Los jardines principales suelen atraer la atención y volverse activos puntos de reunión, ya que además cuentan con kioscos, construidos justo para eso: para reunir a la gente. Allí están los jardines de Celaya y el de Salvatierra, este último formidable por su arbolado. La Alameda de Celaya y la de Querétaro, ¿qué tan lugares comunes llegan a ser? No es posible dejar de mencionar el jardín de Salamanca, al que llegaban los peregrinos que venían caminando de Irapuato en la Semana Santa. La ribera del río Lerma, en esa misma ciudad, era un lugar por demás común, como ha de serlo la orilla del la Laguna de Yuriria.

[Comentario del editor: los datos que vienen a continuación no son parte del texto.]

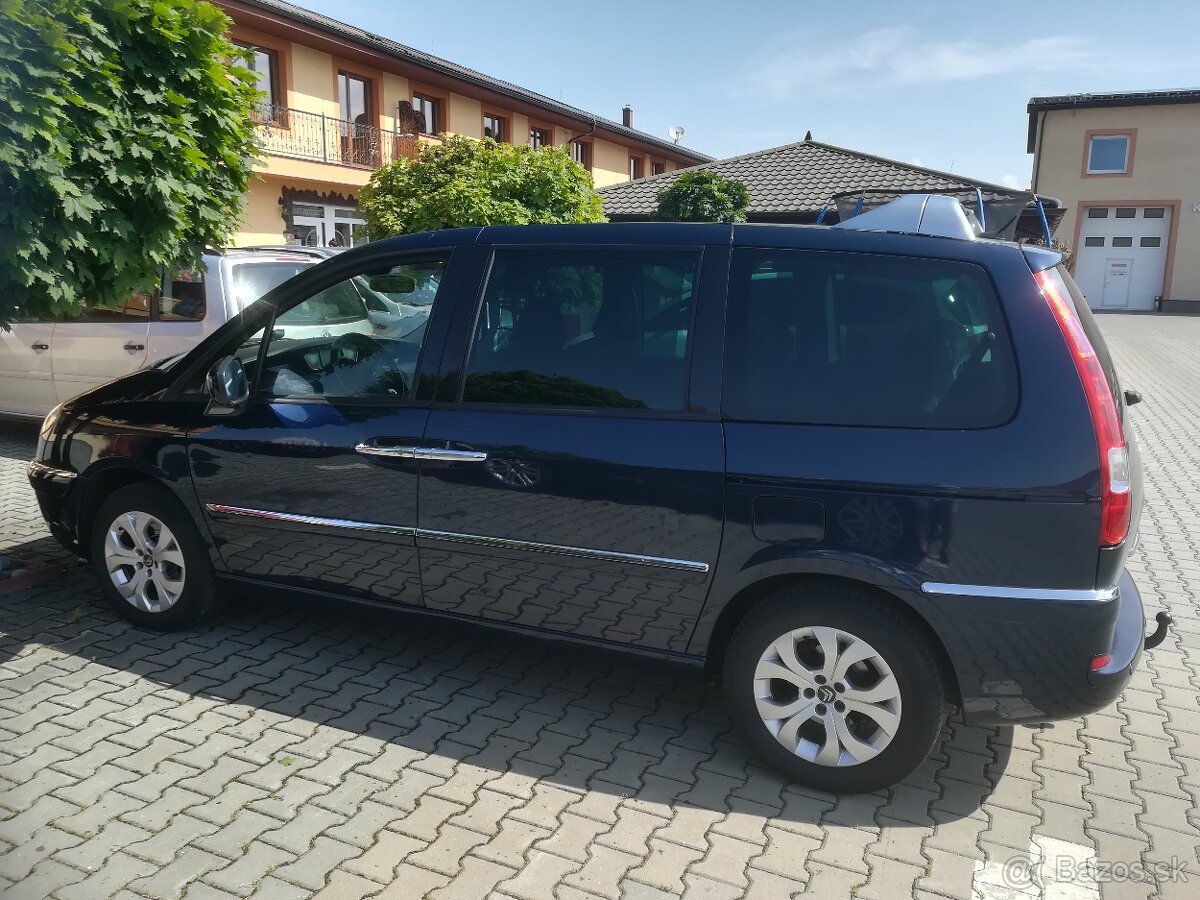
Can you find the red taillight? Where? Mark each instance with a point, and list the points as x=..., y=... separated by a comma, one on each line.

Las calles paralelas a la Avenida Madero, en Morelia, cuántos lugares comunes resguardan, de sabor añoso, entre muros de cantera, propios para el solaz, como el Jardín de las Rosas o los innumerables patios, y no pocos recodos junto a templos y edificios públicos, todos cargados de historia. Pátzcuaro es desde luego un lugar muy común, hecho de otros numerosos lugares comunes donde el tiempo que uno vive parece retraerse, y se retrae (siempre y cuando no sean horas de comercio y exceso de turismo). En realidad no puede redactarse una lista de lugares comunes de cada ciudad, así se precien algunos de conocer los auténticos o de conocerlos todos. La razón es bastante simple: son las personas quienes hacen comunes a los lugares, y cada persona se sabe integrante de un colectivo al que tal o cual lugar le parece común. Por ende, “mis lugares comunes son los míos y de mi gente, la gente con la que participo de ellos”.